Edit TensorFlow model for training

Before adding a TensorFlow model to IBM Spectrum Conductor Deep Learning Impact, edit the model to enable distributed training capabilities or deep learning insights.

By default, IBM Spectrum Conductor Deep Learning Impact supports single-node training for TensorFlow models without deep learning insights. To change the training engine, add deep learning insights, or add hyperparameter tuning capabilities the model must be configured accordingly.

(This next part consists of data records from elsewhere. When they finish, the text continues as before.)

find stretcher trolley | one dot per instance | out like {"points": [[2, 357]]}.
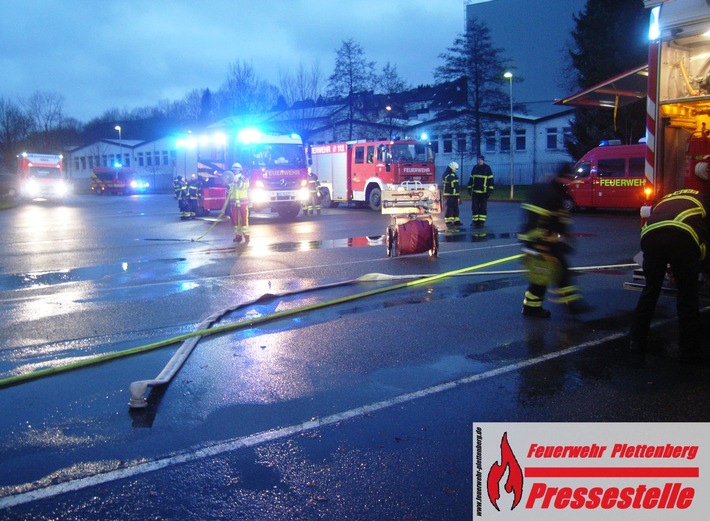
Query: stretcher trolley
{"points": [[411, 228]]}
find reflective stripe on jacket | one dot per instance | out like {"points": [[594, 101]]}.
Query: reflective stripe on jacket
{"points": [[682, 210]]}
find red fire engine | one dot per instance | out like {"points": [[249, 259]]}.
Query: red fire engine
{"points": [[41, 175], [358, 171], [676, 88], [275, 165]]}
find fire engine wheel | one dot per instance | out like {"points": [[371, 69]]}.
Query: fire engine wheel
{"points": [[374, 199], [325, 200], [569, 205]]}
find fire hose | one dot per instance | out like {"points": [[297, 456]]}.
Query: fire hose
{"points": [[205, 328]]}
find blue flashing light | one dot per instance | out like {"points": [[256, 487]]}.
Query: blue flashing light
{"points": [[249, 135]]}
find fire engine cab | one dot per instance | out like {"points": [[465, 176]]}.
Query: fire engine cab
{"points": [[41, 176], [358, 171]]}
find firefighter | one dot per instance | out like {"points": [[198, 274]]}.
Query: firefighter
{"points": [[543, 235], [675, 234], [193, 193], [239, 204], [480, 186], [452, 196], [177, 186], [314, 194], [181, 195]]}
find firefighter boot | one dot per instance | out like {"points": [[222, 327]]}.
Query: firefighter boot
{"points": [[535, 312]]}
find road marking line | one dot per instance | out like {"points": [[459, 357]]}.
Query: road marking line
{"points": [[252, 440]]}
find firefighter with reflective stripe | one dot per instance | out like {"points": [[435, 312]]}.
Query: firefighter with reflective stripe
{"points": [[181, 195], [480, 186], [193, 192], [546, 223], [239, 204], [314, 194], [675, 234], [452, 196]]}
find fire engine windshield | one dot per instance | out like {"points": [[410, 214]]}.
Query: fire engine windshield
{"points": [[42, 172], [409, 152], [279, 155]]}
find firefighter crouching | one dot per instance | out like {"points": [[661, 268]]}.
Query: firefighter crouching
{"points": [[675, 234], [545, 225], [239, 203], [313, 194], [193, 193]]}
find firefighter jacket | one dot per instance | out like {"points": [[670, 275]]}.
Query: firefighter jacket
{"points": [[451, 183], [313, 184], [238, 188], [545, 221], [682, 210], [193, 189], [481, 180]]}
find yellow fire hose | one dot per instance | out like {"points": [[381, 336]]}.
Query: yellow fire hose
{"points": [[200, 332]]}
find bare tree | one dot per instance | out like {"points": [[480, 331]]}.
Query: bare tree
{"points": [[14, 129], [390, 82], [352, 74], [474, 57]]}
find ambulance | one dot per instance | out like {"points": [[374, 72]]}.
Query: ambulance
{"points": [[611, 175]]}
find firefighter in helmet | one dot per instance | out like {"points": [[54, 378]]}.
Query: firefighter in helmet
{"points": [[313, 194], [181, 196], [452, 196], [545, 228], [193, 193], [239, 204]]}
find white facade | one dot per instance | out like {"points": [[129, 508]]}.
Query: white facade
{"points": [[154, 161]]}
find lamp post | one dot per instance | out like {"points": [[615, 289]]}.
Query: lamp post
{"points": [[509, 75], [120, 144], [389, 115]]}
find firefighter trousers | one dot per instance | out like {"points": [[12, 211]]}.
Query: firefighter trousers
{"points": [[661, 248]]}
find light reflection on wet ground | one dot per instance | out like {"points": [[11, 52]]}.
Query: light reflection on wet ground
{"points": [[122, 272]]}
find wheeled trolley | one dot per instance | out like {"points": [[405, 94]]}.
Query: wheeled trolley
{"points": [[412, 229]]}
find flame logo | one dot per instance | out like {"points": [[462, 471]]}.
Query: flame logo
{"points": [[514, 483]]}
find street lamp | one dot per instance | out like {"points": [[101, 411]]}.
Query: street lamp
{"points": [[120, 144], [389, 114], [509, 75]]}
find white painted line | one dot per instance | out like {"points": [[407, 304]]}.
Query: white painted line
{"points": [[199, 453]]}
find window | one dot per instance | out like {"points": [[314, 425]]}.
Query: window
{"points": [[448, 144], [520, 141], [610, 167], [490, 141], [637, 167], [552, 138], [505, 140], [359, 155], [461, 144]]}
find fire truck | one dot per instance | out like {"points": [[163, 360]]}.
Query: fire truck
{"points": [[358, 171], [42, 175], [275, 165], [676, 87]]}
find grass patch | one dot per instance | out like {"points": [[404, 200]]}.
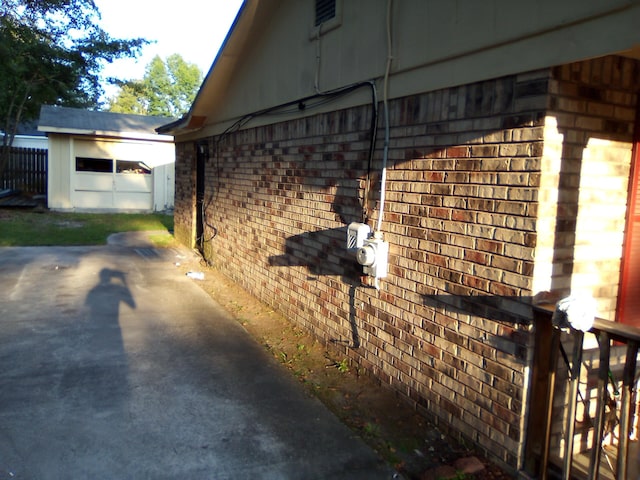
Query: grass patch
{"points": [[28, 228]]}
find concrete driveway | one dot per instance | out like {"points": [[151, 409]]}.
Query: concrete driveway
{"points": [[116, 366]]}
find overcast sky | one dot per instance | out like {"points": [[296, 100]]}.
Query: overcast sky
{"points": [[193, 28]]}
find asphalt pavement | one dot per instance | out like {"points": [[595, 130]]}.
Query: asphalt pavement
{"points": [[114, 365]]}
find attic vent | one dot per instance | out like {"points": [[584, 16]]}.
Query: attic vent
{"points": [[325, 10]]}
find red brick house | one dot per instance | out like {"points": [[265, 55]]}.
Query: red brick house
{"points": [[492, 145]]}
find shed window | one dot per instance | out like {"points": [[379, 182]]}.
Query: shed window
{"points": [[132, 166], [100, 165], [325, 10]]}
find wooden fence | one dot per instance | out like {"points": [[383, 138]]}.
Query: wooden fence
{"points": [[26, 171]]}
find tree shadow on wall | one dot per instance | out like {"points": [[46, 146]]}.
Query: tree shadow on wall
{"points": [[511, 315]]}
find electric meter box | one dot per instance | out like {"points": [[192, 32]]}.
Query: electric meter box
{"points": [[373, 256]]}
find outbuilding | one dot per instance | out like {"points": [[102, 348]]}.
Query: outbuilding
{"points": [[104, 161]]}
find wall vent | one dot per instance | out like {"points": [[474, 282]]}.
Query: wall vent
{"points": [[325, 10]]}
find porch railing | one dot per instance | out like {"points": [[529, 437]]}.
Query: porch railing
{"points": [[548, 348]]}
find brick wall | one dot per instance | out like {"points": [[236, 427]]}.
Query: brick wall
{"points": [[184, 203], [477, 176]]}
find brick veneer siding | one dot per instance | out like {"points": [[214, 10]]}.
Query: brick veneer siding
{"points": [[449, 330], [587, 159], [589, 133], [184, 202]]}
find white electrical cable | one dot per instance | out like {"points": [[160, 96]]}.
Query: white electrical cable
{"points": [[317, 79], [385, 151]]}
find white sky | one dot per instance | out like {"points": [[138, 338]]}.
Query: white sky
{"points": [[193, 28]]}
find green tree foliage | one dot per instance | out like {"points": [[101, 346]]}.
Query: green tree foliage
{"points": [[51, 52], [167, 89]]}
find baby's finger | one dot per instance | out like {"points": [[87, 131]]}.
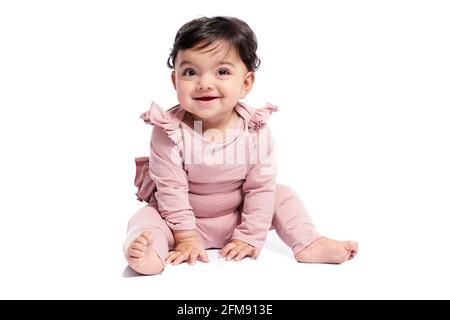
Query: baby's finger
{"points": [[193, 256], [138, 246], [226, 249], [233, 253], [203, 257], [256, 252], [243, 253], [182, 257], [136, 253], [171, 256]]}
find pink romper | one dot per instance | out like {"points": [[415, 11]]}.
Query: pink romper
{"points": [[224, 190]]}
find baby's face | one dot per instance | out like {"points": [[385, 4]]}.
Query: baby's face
{"points": [[209, 82]]}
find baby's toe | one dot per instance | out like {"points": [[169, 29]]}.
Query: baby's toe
{"points": [[148, 237], [351, 245], [138, 246], [136, 253]]}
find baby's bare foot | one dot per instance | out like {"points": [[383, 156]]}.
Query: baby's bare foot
{"points": [[142, 257], [325, 250]]}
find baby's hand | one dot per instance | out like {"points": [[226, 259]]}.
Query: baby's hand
{"points": [[188, 248], [237, 250]]}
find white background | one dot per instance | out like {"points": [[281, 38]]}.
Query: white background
{"points": [[362, 134]]}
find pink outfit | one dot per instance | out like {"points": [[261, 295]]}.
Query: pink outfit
{"points": [[224, 190]]}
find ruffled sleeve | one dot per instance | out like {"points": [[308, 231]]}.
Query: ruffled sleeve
{"points": [[255, 118], [169, 120], [261, 116]]}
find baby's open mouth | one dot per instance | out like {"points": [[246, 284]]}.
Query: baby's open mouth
{"points": [[205, 98]]}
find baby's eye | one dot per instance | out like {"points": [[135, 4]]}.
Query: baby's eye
{"points": [[223, 72], [189, 72]]}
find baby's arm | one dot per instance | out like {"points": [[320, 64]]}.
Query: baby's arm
{"points": [[172, 195], [257, 212]]}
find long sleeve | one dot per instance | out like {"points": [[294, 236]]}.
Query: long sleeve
{"points": [[166, 170], [259, 191]]}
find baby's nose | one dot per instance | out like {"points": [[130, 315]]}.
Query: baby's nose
{"points": [[204, 84]]}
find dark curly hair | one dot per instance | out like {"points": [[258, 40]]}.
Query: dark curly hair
{"points": [[202, 32]]}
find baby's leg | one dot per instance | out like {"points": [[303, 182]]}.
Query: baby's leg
{"points": [[295, 227], [148, 241]]}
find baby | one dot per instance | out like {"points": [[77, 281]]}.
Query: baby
{"points": [[210, 179]]}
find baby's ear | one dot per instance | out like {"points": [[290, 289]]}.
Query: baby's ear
{"points": [[248, 84], [174, 79]]}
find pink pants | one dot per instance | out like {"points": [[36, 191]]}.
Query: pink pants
{"points": [[291, 221]]}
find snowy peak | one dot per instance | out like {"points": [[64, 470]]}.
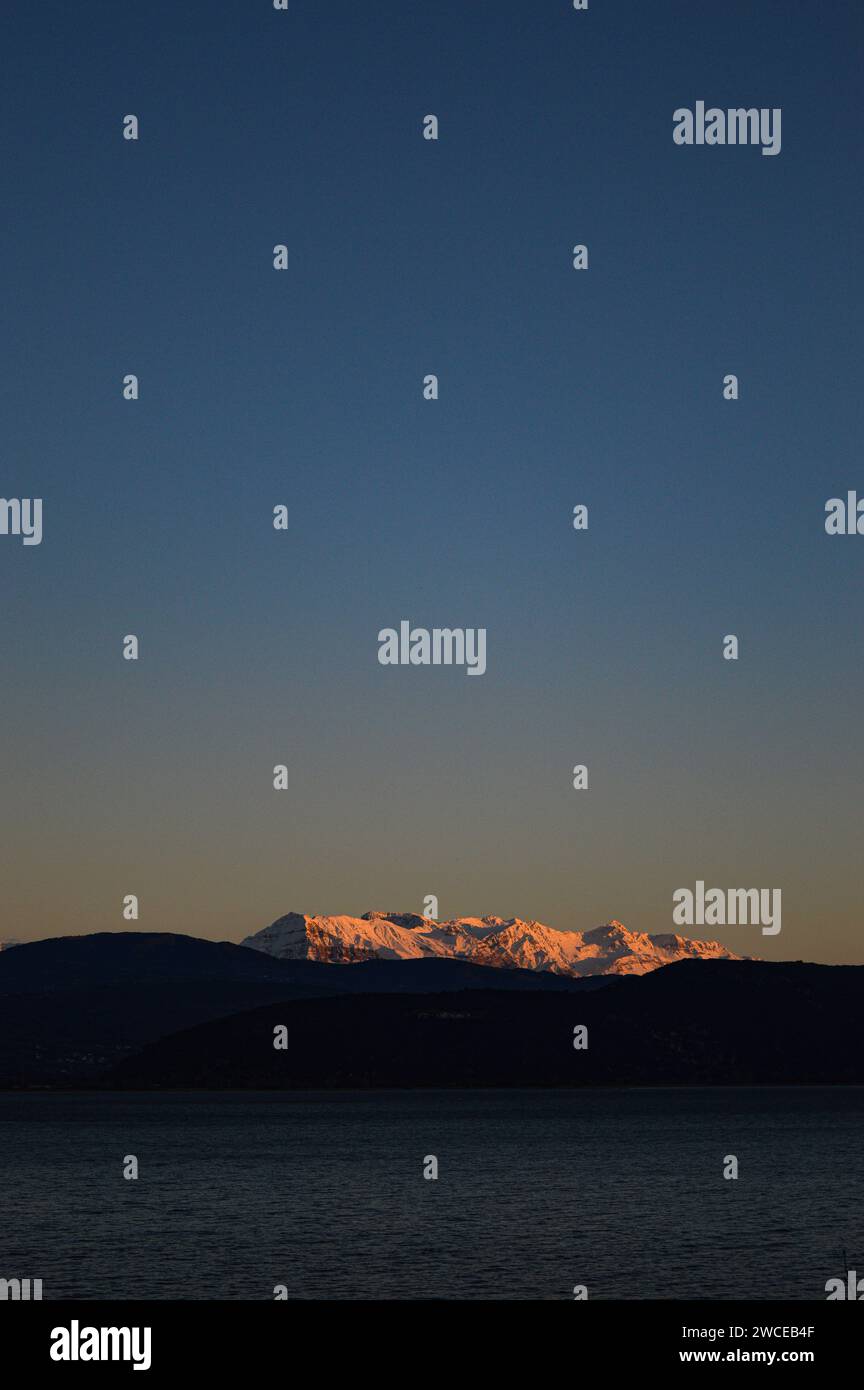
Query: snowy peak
{"points": [[502, 943]]}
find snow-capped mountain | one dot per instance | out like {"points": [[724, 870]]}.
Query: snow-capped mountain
{"points": [[506, 943]]}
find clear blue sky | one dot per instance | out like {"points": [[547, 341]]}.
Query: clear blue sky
{"points": [[304, 388]]}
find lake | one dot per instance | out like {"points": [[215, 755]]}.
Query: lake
{"points": [[620, 1190]]}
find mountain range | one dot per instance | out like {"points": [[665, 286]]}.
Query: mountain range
{"points": [[163, 1011], [502, 943]]}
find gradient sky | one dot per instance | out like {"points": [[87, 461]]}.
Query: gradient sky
{"points": [[556, 388]]}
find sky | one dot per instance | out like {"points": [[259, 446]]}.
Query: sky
{"points": [[304, 388]]}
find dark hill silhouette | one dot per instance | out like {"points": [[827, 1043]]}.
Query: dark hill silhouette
{"points": [[72, 1007], [696, 1022]]}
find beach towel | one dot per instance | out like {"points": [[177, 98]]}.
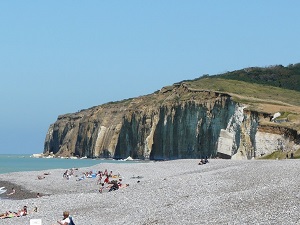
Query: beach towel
{"points": [[71, 221]]}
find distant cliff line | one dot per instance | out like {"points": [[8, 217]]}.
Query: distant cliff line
{"points": [[178, 121]]}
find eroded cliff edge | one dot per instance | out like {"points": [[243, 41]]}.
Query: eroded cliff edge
{"points": [[175, 122]]}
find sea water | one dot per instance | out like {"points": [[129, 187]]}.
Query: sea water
{"points": [[19, 163]]}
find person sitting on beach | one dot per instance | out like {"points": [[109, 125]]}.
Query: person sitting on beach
{"points": [[23, 211], [12, 191], [114, 186], [41, 177], [101, 188], [106, 180], [65, 220]]}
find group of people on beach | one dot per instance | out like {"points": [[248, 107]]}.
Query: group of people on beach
{"points": [[21, 212], [110, 181]]}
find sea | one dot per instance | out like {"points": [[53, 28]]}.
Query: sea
{"points": [[18, 163]]}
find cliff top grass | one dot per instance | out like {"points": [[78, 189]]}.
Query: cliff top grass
{"points": [[281, 155]]}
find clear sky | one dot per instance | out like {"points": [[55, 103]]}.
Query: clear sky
{"points": [[59, 57]]}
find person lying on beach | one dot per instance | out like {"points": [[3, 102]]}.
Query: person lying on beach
{"points": [[8, 214], [12, 191]]}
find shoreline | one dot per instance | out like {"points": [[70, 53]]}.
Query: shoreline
{"points": [[21, 192], [167, 192]]}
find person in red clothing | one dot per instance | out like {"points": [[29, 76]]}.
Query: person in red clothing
{"points": [[106, 180]]}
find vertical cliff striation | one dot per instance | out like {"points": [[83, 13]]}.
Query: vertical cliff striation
{"points": [[176, 122]]}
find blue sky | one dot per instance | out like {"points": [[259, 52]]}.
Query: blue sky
{"points": [[59, 57]]}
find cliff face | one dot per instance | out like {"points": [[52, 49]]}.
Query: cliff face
{"points": [[176, 122]]}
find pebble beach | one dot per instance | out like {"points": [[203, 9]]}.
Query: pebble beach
{"points": [[166, 192]]}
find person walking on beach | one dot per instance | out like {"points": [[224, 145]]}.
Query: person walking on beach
{"points": [[65, 220]]}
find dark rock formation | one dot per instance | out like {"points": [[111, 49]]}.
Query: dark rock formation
{"points": [[176, 122]]}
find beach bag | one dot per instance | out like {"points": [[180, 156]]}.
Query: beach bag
{"points": [[71, 221]]}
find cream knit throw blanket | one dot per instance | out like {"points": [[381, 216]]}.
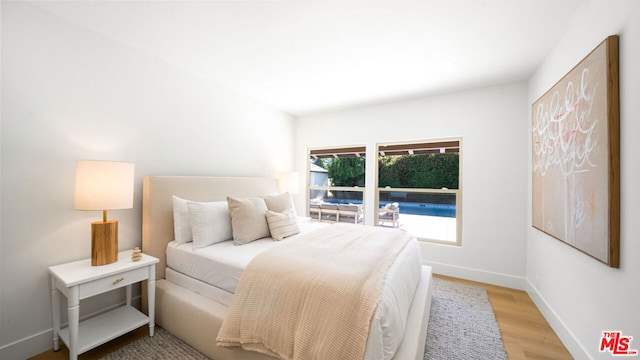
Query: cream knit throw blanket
{"points": [[313, 298]]}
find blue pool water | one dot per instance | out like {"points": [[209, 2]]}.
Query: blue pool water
{"points": [[442, 210]]}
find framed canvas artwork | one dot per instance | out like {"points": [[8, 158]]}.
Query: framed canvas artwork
{"points": [[576, 160]]}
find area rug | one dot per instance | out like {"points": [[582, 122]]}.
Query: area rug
{"points": [[462, 325]]}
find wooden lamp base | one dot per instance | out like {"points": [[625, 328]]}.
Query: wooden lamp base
{"points": [[104, 242]]}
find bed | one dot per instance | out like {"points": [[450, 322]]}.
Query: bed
{"points": [[194, 311]]}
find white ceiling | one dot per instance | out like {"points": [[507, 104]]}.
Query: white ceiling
{"points": [[311, 56]]}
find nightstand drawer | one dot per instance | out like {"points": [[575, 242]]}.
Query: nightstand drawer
{"points": [[112, 282]]}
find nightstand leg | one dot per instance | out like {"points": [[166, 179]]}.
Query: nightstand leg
{"points": [[151, 298], [128, 294], [74, 322], [55, 314]]}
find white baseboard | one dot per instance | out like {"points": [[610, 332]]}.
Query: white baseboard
{"points": [[43, 341], [488, 277], [29, 346], [520, 283], [563, 332]]}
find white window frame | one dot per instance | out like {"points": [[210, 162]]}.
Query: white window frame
{"points": [[456, 192]]}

IBM Spectrum Conductor Deep Learning Impact supports the following training engines:
  • Single node training
  • Distributed training
IBM Spectrum Conductor Deep Learning Impact supports single-node training for TensorFlow models with no extra configurations needed. For distributed engines, some additional configurations are required.
Each TensorFlow model has the following files:
  • main.py: TensorFlow train model program main entrance. This file is required for all TensorFlow models using any training engine.
  • inference.py: TensorFlow inference model program main entrance. This file is required for running validation or inference tests.
  • edi.py: TensorFlow elastic distributed inference model program main entrance. This file is required to publish training models to the elastic distributed inference engine.

To get the deep learning insights feature for TensorFlow models, edit the TensorFlow model to include deep learning insights, see Edit a TensorFlow training model for deep learning insights.